Here’s the big change: In effect, Virginia now allows mail or in-person early voting 45 days before November 3. Officially you are casting an absentee ballot, but now there is no need to state a reason for voting early. Anybody can vote absentee, by mail or by visiting their registrar. By my count on the calendar that starts Saturday, September 19.

The state should start publicizing that opportunity now. The more who take advantage of in-person absentee voting, or who get a mail ballot, the shorter the lines will be on Election Day. Voting in person at the registrar is just as secure as voting in the poll on Election Day. Will the COVID-shy offices be open?

For that in-person early process you still need to provide identification. Only the “photo” portion of the ID requirement is now gone, meaning you can use a utility bill with your name and address or your voter registration card. The same expanded list of identification forms also applies on Election Day, but something tangible from that list is still required. This needs to be stressed.

The voter ID process is likely to be the big time killer and line builder on November 3. In the past, some localities used optical readers that took the information from the driver’s license bar code, creating a smooth, quick, and reliable check in.  Starting with the June primary, whatever ID the voter presented was simply placed on the table for the poll worker to examine.  We were told not to touch the driver’s license or other ID.  Check in got slower.
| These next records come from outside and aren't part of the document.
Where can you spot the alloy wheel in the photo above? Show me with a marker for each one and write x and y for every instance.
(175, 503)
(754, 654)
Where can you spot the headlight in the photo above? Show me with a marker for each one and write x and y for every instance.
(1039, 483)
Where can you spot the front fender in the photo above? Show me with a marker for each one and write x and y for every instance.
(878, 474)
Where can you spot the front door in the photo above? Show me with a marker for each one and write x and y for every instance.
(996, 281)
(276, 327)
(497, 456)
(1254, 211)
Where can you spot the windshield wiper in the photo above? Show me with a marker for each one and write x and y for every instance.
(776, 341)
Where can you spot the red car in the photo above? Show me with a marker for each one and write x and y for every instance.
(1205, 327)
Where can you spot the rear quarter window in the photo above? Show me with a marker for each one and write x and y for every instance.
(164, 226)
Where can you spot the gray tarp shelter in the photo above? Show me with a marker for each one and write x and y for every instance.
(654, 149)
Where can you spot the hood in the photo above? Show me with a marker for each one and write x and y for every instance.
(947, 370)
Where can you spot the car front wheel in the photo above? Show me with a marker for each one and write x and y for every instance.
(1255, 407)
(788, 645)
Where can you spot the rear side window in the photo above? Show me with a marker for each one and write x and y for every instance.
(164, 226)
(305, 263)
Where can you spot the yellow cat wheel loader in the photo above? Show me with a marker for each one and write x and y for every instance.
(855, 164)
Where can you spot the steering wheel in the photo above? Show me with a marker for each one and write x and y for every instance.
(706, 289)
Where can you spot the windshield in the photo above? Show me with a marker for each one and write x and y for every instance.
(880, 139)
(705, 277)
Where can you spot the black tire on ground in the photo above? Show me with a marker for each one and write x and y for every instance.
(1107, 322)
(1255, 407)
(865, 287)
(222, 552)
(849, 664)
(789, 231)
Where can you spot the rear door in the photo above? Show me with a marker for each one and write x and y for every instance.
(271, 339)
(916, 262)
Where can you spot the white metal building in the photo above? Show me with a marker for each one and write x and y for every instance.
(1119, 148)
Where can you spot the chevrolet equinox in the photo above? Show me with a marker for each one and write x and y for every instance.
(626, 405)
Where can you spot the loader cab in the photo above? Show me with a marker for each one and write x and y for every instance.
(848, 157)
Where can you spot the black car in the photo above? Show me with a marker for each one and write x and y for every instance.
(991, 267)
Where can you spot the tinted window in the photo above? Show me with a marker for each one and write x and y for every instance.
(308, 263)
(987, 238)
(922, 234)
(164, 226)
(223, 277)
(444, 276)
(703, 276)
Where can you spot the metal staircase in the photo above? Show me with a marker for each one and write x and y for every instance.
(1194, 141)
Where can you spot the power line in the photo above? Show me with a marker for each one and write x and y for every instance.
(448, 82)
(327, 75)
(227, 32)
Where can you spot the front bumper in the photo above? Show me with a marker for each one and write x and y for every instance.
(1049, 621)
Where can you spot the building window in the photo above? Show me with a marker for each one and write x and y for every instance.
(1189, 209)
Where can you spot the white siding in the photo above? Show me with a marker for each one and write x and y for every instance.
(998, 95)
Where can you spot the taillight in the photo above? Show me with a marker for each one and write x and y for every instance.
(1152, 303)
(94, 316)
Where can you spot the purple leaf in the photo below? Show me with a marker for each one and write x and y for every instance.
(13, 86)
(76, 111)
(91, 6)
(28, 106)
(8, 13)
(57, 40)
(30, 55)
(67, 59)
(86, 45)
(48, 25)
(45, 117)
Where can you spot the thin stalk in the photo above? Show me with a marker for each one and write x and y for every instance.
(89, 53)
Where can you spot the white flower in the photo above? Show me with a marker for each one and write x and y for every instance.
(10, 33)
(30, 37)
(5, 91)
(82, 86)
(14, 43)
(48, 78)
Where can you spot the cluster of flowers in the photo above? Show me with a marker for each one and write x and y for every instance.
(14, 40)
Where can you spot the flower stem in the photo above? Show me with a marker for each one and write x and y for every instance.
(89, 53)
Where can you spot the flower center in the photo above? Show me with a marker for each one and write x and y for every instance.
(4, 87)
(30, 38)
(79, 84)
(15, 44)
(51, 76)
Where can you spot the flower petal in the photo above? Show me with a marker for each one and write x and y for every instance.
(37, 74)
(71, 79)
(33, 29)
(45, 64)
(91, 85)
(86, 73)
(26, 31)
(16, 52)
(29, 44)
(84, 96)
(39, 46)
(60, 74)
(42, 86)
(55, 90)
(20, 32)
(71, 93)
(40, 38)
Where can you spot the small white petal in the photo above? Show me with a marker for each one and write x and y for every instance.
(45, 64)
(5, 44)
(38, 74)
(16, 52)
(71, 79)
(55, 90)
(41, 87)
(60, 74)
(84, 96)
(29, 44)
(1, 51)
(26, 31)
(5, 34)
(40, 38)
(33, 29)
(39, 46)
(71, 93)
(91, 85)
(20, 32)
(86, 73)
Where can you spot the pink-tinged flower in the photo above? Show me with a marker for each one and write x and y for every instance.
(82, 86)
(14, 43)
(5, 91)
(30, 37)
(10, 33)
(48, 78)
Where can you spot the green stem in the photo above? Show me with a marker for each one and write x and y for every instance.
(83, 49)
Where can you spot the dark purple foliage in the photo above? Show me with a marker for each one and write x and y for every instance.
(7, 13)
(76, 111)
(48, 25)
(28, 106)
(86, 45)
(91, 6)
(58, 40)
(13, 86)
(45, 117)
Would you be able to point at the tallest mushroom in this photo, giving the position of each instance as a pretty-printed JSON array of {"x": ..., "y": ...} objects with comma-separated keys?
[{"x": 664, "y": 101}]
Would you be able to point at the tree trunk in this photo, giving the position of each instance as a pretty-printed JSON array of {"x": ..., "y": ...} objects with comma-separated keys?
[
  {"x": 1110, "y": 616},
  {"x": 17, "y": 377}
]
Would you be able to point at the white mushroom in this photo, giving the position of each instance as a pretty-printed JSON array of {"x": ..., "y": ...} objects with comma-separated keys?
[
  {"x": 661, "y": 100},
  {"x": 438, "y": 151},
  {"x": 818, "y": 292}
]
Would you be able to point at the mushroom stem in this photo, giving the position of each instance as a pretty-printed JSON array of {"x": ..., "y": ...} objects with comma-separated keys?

Lacking any acceptable ID, voters will need to sign an affidavit affirming their identity. In prior elections, such voters needed to vote provisionally and then bring their ID to the registrar’s office later, which often didn’t happen. Now they sign an oath and it counts. It is still additional bureaucratic paperwork which will be building the backlog in line.

To be counted in the past, mailed absentee ballots needed to be received by the registrars on or before 7 p.m. on Election Day  Now they may arrive as late as noon on Friday after the election, an additional 65 hours. They are supposed to be postmarked by Election Day, but a missing or illegible postmark no longer disqualifies a mail ballot, the Board of Elections has recently decided. That change also gives ammo to the mail ballot cynics.

The 2020 General Assembly also gave approval to some other ideas, which are not going into effect with this election. One bill, which needs to be ratified again by the 2021 session, will move the poll closing hour to 8 p.m., meaning the poll workers’ day will run from 5 am (or earlier) to 9 or 10 p.m. (or later).

Another, not in effect until 2022, will allow Election Day registration, either at the registrars’ offices or in the actual precinct. Three or four such people during the day won’t be an issue, but it is easy to imagine activists for either party rounding up carloads of such people and bringing them in all at once.

A third, passed but delayed until 2021, will bring ranked-choice voting to Virginia.  after the collapse of the Iowa Democratic Party caucuses under a ranked choice voting system, Virginia legislators authorized it in Virginia on a trial basis. Presumably, those same abused poll workers will be doing those extra counts to call into the registrar, 16 or more hours after they arrived that morning.

Add more time to their killer day, and one more way for human error to enter.

I don’t care whether process changes favor one party or the other. I care whether they will speed or slow the lines during a major turnout election. Those final three bills in combination are the best reason in the world to not become an election officer in Virginia, and to reconsider if you already are one.